20 april 2017
Tweede Kamer akkoord met wettelijke regeling gunstbetoon en medische hulpmiddelen
Het betreft het wetsvoorstel waarbij in de wetgeving over medische hulpmiddelen en IVD’s een regeling voor gunstbetoon bij medische hulpmiddelen wordt opgenomen, die gebaseerd is op de GMH. Ook worden er bepalingen over transparantie tussen beroepsbeoefenaren en bedrijven op het terrein van geneesmiddelen en medische hulpmiddelen ingevoerd. De wet maakt het mogelijk om boetes uit te delen aan bedrijven en medische beroepsbeoefenaars, zorginstellingen en zorgverzekeraars wanneer zij te grote geldbedragen of geschenken geven of aannemen.

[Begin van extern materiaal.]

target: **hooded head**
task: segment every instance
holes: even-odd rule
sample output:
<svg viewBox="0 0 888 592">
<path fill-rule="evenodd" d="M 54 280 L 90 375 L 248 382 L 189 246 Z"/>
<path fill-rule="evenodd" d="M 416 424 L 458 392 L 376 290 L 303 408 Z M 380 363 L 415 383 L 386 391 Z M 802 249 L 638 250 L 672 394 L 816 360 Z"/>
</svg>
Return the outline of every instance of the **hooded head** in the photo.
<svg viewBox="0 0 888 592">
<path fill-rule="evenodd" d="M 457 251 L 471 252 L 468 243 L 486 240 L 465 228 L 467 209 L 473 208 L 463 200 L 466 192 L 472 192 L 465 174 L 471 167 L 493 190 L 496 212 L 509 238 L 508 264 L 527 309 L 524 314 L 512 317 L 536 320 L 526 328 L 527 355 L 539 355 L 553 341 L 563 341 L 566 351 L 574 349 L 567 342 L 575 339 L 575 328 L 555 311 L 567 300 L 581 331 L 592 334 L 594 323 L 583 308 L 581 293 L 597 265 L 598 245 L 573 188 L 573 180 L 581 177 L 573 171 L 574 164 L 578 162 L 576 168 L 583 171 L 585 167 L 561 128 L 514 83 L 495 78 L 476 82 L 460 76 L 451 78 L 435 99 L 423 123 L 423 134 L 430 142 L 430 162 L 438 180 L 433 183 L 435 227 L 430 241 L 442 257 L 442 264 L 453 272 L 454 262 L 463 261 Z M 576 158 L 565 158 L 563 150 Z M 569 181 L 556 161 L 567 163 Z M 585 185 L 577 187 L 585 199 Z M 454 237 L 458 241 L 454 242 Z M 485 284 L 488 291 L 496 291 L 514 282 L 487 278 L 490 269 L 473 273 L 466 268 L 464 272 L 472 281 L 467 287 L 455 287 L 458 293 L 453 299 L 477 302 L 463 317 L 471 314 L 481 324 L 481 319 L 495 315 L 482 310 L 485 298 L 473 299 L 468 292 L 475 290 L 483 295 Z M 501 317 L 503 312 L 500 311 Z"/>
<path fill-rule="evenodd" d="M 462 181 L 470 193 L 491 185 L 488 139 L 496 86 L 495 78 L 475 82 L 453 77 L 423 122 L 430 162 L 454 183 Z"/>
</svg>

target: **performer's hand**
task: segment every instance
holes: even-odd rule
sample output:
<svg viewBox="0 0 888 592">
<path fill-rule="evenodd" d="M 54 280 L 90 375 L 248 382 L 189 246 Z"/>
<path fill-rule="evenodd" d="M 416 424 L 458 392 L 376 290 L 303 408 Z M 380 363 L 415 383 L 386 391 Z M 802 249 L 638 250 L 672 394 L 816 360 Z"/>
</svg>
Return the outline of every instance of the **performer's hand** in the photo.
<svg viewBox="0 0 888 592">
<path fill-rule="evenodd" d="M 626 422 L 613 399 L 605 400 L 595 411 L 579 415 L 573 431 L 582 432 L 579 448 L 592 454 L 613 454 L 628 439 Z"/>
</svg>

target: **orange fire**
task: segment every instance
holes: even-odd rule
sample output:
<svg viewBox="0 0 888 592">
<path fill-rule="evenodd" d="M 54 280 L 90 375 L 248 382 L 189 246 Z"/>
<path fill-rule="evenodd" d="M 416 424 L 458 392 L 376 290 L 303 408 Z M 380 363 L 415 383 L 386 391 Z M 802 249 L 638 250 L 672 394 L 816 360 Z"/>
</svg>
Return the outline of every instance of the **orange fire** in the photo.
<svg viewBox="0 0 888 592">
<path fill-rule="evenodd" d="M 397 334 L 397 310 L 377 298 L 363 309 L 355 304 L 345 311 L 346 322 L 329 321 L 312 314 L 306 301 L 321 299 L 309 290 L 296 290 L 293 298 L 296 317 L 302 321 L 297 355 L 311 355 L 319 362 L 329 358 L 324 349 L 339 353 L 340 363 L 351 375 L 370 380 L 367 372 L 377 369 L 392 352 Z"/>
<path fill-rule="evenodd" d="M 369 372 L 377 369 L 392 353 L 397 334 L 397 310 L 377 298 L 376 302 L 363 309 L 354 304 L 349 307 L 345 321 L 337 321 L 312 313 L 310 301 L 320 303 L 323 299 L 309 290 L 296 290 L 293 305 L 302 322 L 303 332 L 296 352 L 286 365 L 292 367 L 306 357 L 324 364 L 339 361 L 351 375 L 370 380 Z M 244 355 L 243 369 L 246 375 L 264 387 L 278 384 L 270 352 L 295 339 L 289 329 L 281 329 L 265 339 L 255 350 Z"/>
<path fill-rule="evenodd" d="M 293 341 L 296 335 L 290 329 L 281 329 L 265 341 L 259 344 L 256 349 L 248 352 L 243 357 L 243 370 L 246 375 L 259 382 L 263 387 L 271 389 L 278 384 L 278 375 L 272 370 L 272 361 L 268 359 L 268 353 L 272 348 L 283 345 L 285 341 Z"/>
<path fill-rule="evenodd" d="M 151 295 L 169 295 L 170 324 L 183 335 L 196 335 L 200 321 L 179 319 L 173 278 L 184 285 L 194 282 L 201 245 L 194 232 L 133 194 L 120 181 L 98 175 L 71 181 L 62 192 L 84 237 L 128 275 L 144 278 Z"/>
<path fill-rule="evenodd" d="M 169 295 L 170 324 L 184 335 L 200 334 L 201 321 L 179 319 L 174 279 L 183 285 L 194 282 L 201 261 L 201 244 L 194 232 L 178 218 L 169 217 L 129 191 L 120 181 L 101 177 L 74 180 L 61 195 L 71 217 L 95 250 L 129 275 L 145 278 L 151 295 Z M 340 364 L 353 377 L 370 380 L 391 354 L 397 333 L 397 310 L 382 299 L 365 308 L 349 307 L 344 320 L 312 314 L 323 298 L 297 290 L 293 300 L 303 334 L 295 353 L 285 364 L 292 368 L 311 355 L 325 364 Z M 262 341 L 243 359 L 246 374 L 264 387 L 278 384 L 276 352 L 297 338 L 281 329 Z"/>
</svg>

Het wetsvoorstel bevat een aantal uitzonderingen van contacten tussen zorgprofessionals en hulpmiddelenleveranciers die niet als oneigenlijk worden beschouwd. Zo mogen bijvoorbeeld onder bepaalde voorwaarden wel scholings- of demonstratiebijeenkomsten worden bijgewoond waar vaardigheden worden overgebracht om hulpmiddelen juist te gebruiken.
Er was vanuit de oppositie nog weerstand tegen deze uitzonderingen, omdat die het ontstaan van ‘een grijs gebied’ in de hand werken en te vaag waren omschreven en daardoor te veel ruimte voor interpretatie openlieten. Demissionair VWS-staatssecretaris Martin van Rijn verdedigde de uitzonderingen, die nodig zijn voor een goede balans tussen ‘onderkennen dat er contacten nodig zijn voor innovatie, kennisuitwisseling en scholing, en de wens om te voorkomen dat zorgprofessionals oneigenlijk worden beïnvloed’. Hij wees erop dat het ministerie van VWS met de IGZ nog meer precieze beleidsregels zal opstellen die meer helderheid geven over wat er met de wettelijke frases hierover wordt bedoeld. In deze Beleidsregels zal trouwens nauw worden aangesloten bij de GMH.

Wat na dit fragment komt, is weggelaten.